Opinión

Morir en la orilla

A las víctimas del cayuco de El Hierro

No sabías bien a qué venías; no tenías aún edad para saberlo. Solo sabías que un día tu madre te cogió de la mano, te sacó de casa con todas vuestras cosas en un hatillo, y te dijo algo así como que vamos a conocer un mundo nuevo, donde puedas tener la vida y las oportunidades que aquí el destino nos cierra. Pero no, tu destino era otro; era morir en la orilla de los sueños.

Cinco años tenías, y un nombre que nadie pronunciará ya en voz alta. Te embarcaron en Mauritania, en un cayuco con más de ciento cincuenta personas, casi treinta de ellas niños, rumbo a Canarias. Cinco días de mar, de sol que abrasa, de agua que escasea, de miedo que no entiendes. Y al final, la tierra prometida: El Hierro, La Restinga, el muelle. Apenas cinco metros separaban la barca de la salvación. Y entonces, el vuelco. El pánico. El agua. Y tú, sin saber nadar, sin saber por qué, sin saber nada.

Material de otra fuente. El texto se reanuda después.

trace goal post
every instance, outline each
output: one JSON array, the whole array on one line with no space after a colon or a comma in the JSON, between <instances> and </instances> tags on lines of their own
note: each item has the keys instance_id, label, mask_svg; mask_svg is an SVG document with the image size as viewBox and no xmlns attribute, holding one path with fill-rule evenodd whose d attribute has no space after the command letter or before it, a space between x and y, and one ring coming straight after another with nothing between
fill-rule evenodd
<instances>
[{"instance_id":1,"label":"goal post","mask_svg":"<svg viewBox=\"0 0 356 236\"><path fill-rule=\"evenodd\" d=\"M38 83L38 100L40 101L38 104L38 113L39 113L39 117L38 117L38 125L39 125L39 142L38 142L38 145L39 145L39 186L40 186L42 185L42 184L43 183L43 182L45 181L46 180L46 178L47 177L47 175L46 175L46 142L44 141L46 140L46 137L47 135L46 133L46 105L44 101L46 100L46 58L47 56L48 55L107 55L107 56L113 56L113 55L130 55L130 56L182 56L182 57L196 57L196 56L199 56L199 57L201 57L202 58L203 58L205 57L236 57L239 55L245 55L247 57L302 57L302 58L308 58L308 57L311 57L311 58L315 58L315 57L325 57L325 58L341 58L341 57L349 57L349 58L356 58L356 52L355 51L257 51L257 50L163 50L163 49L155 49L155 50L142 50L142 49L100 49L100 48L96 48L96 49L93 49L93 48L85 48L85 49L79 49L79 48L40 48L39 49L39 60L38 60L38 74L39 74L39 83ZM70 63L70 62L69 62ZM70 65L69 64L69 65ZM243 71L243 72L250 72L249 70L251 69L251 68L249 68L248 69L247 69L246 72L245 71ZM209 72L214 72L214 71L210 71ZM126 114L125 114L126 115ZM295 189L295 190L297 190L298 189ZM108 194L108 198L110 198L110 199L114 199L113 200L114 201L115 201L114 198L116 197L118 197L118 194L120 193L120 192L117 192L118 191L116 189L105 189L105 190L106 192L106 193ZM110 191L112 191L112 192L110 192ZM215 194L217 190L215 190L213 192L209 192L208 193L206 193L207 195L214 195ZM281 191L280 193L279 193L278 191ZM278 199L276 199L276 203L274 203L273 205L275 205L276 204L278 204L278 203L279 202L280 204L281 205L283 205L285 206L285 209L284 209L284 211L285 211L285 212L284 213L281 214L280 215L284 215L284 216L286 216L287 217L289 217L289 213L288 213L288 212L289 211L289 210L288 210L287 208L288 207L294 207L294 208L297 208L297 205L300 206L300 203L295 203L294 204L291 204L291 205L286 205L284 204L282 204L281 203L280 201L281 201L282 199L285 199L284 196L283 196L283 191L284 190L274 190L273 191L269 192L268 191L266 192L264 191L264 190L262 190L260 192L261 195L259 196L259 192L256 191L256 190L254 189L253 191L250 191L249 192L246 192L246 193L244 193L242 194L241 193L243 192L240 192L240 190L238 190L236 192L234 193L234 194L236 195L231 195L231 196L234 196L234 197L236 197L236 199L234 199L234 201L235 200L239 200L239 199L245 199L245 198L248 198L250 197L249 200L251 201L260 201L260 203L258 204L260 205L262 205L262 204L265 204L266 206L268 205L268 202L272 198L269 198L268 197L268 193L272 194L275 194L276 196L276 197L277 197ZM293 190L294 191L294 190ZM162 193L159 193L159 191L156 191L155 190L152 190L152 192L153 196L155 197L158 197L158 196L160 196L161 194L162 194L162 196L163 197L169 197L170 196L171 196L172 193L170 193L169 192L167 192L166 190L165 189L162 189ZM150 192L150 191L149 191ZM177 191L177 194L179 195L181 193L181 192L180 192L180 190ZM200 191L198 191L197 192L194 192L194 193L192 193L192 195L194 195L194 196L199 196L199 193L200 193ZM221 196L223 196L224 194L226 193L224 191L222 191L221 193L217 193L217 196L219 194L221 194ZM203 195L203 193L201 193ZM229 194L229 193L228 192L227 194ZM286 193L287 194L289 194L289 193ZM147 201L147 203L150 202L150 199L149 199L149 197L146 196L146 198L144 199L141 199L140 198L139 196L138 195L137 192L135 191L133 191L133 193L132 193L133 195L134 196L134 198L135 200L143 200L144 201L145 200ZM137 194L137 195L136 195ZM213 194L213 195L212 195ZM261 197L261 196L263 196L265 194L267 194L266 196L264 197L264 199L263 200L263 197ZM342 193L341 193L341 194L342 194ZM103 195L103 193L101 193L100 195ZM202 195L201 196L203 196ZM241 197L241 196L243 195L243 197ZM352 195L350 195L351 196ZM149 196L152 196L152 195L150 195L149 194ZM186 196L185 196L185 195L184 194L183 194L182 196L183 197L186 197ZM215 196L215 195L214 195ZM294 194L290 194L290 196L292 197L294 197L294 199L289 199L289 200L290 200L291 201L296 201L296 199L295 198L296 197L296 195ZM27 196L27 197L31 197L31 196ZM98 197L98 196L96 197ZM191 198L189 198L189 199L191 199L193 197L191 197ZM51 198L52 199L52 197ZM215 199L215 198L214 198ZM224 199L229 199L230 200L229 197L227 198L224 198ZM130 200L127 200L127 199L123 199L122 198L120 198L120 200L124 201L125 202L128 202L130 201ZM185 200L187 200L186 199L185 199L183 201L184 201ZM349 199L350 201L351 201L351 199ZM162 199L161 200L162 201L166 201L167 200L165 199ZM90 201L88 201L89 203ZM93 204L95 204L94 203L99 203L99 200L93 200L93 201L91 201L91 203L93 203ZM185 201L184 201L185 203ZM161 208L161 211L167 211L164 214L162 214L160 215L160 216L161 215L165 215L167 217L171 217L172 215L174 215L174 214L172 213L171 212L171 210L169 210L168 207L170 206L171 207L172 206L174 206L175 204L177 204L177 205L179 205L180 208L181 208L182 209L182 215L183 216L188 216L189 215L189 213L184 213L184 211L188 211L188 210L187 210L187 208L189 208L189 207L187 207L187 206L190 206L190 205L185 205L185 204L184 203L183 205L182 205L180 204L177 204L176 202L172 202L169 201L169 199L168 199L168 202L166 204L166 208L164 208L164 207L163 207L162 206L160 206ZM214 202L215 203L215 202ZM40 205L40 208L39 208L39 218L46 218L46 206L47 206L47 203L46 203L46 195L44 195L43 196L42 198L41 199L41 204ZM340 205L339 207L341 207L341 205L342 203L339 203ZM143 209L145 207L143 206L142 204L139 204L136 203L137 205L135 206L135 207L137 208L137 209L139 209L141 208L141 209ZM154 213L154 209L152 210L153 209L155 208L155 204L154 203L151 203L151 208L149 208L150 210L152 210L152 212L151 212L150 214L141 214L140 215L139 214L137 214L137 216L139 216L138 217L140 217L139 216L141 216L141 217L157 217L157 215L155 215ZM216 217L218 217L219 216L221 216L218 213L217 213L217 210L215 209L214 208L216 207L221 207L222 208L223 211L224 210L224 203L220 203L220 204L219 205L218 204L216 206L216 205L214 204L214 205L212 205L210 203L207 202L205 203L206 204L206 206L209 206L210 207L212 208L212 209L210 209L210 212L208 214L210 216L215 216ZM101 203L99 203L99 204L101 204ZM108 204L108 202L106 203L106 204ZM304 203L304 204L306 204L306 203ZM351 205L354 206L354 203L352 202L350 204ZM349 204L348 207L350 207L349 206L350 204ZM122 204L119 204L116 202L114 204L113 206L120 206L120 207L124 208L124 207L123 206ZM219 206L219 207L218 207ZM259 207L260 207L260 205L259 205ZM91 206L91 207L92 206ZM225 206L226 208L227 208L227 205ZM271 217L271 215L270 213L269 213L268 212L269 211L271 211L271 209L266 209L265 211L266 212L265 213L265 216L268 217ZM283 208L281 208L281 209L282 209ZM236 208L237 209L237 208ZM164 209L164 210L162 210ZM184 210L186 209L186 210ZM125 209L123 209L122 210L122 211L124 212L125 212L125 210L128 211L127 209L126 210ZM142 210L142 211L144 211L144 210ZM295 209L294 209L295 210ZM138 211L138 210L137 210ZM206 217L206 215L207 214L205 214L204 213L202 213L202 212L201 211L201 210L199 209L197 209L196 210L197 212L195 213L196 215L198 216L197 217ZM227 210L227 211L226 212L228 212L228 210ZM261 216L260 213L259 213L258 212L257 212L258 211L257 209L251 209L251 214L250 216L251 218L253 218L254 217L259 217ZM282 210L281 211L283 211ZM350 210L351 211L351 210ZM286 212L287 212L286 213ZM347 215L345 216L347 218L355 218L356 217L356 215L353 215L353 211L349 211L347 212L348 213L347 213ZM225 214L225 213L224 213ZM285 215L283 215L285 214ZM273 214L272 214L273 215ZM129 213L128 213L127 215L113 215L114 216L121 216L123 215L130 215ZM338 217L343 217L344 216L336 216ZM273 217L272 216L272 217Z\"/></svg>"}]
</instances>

Te ahogaste a la vista de todos, mientras las cámaras grababan, mientras los adultos gritaban, mientras el mundo miraba. Mientras los brazos desesperados de tu madre intentaban encontrar algo de ti, algo de lo que poder agarrarte antes de que te hundieras. Y ahora ya solo eres una más en la estadística, una más en el conteo de muertos, una más en el olvido.

Pero no deberías serlo. Deberías ser la niña que jugaba en la arena, la que aprendía a leer, la que soñaba con ser doctora o maestra. Deberías estar viva.

Y sin embargo, te fuiste. Te fuiste sin comprender por qué el mundo es así, por qué unos tienen tanto y otros tan poco, por qué tantos pagáis la esperanza con la vida.

Descansa en paz, pequeña. Que tu muerte no sea en vano. Que tu historia nos despierte. Que tu nombre, aunque no lo sepamos, resuene en nuestras conciencias.

Porque nadie debería morir en la orilla.